Die „New York Times“ als Hauptklägerin hatte argumentiert, das Pentagon habe die ursprüngliche Anordnung nicht umgesetzt. Stattdessen habe das Ministerium eine neue „Interimsrichtlinie“ erlassen, die den Gerichtsbeschluss missachte. Demnach dürfen akkreditierte Reporter das Gebäude nur noch in Begleitung betreten. Zudem gibt es neue Vorgaben zum Quellenschutz. Das Pentagon wies den Vorwurf zurück, gegen die richterliche Anordnung verstoßen zu haben. Man habe sorgfältig alle rechtlichen Mängel behoben, die das Gericht an der vorherigen Richtlinie kritisiert habe, hieß es in einer Stellungnahme vom März. Die Vereinigung der Pentagon-Presse, der auch die Nachrichtenagentur Reuters angehört, nannte die neuen Regeln dagegen eine klare Verletzung des Gerichtsbeschlusses.
Hintergrund des Streits ist eine im Oktober unter US-Verteidigungsminister Pete Hegseth eingeführte Regelung. Diese sah vor, dass Journalisten als Sicherheitsrisiko eingestuft werden und ihre Akkreditierung verlieren können, wenn sie nicht autorisierte Militärangehörige um die Weitergabe von geheimen oder in einigen Fällen auch nicht geheimen Informationen bitten.
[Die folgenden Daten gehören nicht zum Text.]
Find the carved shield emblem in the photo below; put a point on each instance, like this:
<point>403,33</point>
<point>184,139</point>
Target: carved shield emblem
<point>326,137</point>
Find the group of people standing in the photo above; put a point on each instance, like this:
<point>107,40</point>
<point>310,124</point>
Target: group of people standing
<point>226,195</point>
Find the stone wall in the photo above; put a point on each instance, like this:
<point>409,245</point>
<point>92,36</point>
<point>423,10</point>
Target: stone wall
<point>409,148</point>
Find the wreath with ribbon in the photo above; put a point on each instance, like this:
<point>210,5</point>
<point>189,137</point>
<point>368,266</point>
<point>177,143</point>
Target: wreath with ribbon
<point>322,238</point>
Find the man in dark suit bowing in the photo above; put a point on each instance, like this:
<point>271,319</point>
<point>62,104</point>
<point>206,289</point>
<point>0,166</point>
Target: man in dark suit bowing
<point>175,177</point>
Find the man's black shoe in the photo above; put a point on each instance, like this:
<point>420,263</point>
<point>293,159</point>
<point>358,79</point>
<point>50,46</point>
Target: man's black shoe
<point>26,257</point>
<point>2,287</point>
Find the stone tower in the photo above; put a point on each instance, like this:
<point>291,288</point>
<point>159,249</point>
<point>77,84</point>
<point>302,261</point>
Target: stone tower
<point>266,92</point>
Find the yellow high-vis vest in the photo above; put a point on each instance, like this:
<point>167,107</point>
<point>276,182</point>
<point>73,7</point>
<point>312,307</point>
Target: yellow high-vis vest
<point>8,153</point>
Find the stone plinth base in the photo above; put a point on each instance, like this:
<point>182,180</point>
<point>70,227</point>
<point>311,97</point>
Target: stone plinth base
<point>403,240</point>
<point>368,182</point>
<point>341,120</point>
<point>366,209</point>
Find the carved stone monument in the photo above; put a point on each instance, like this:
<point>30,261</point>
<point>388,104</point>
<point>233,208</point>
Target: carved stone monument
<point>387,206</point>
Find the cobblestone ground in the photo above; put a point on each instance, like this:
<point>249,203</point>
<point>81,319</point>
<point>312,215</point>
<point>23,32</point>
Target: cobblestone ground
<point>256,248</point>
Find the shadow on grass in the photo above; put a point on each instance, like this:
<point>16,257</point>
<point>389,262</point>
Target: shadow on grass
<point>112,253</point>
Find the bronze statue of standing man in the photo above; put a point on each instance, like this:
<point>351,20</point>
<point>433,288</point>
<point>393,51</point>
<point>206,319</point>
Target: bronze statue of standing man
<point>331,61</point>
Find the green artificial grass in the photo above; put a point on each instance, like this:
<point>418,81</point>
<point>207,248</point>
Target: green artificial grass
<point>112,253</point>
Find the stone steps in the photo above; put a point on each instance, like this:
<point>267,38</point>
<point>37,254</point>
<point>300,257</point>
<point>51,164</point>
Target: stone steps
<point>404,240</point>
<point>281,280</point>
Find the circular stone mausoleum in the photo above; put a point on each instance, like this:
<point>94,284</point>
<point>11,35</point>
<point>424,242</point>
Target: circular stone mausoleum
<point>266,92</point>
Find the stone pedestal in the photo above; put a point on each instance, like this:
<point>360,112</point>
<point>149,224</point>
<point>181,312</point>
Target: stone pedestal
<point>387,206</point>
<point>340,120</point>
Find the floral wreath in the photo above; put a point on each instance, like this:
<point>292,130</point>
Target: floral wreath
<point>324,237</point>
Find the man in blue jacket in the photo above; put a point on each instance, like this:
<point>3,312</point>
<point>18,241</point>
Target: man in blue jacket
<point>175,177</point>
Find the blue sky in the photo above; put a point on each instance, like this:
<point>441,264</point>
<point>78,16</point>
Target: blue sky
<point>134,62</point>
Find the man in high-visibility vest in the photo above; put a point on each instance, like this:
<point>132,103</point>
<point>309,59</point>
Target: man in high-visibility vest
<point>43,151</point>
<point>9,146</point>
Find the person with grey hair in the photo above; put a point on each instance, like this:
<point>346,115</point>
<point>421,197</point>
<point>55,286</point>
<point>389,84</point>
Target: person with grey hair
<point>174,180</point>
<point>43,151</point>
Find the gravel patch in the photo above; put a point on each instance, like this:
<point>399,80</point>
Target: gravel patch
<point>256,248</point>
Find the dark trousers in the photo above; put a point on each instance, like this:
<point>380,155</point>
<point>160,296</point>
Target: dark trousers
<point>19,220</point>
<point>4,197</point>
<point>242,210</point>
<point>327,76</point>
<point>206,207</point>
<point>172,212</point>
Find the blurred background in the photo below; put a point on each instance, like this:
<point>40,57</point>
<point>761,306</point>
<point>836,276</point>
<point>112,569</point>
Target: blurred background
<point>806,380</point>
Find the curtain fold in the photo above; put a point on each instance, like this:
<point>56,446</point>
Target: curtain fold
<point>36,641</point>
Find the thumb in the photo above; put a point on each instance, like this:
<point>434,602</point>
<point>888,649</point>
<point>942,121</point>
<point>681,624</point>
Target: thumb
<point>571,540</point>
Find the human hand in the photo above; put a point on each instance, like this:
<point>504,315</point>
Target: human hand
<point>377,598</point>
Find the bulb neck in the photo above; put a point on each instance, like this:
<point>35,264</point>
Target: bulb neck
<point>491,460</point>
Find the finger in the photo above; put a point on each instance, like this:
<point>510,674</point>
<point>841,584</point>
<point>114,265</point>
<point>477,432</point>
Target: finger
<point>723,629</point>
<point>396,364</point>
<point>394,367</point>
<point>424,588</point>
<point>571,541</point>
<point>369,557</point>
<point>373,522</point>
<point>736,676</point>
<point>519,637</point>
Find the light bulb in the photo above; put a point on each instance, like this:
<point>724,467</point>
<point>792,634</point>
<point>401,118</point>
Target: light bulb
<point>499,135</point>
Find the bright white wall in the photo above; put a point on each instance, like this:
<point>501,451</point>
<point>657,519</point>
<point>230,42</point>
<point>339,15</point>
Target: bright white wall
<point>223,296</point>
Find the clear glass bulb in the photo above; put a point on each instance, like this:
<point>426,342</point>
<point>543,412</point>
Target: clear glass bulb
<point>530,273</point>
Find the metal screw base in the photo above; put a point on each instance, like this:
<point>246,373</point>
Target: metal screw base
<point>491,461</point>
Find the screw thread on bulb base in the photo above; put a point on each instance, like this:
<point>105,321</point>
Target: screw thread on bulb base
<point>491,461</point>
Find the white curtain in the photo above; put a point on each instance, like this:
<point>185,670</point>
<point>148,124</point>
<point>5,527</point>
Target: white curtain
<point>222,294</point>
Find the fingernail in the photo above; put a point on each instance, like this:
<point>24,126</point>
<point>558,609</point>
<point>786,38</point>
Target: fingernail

Von den 56 in der Pressevereinigung organisierten Medien weigerten sich 55, die Richtlinie zu unterzeichnen, und gaben ihre Ausweise ab. Richter Friedman hatte am 20. März geurteilt, dass die Vorgaben gegen die in der US-Verfassung verankerte Pressefreiheit und das Recht auf ein ordentliches Verfahren verstoßen. Er ordnete die sofortige Rückgabe der Presseausweise an.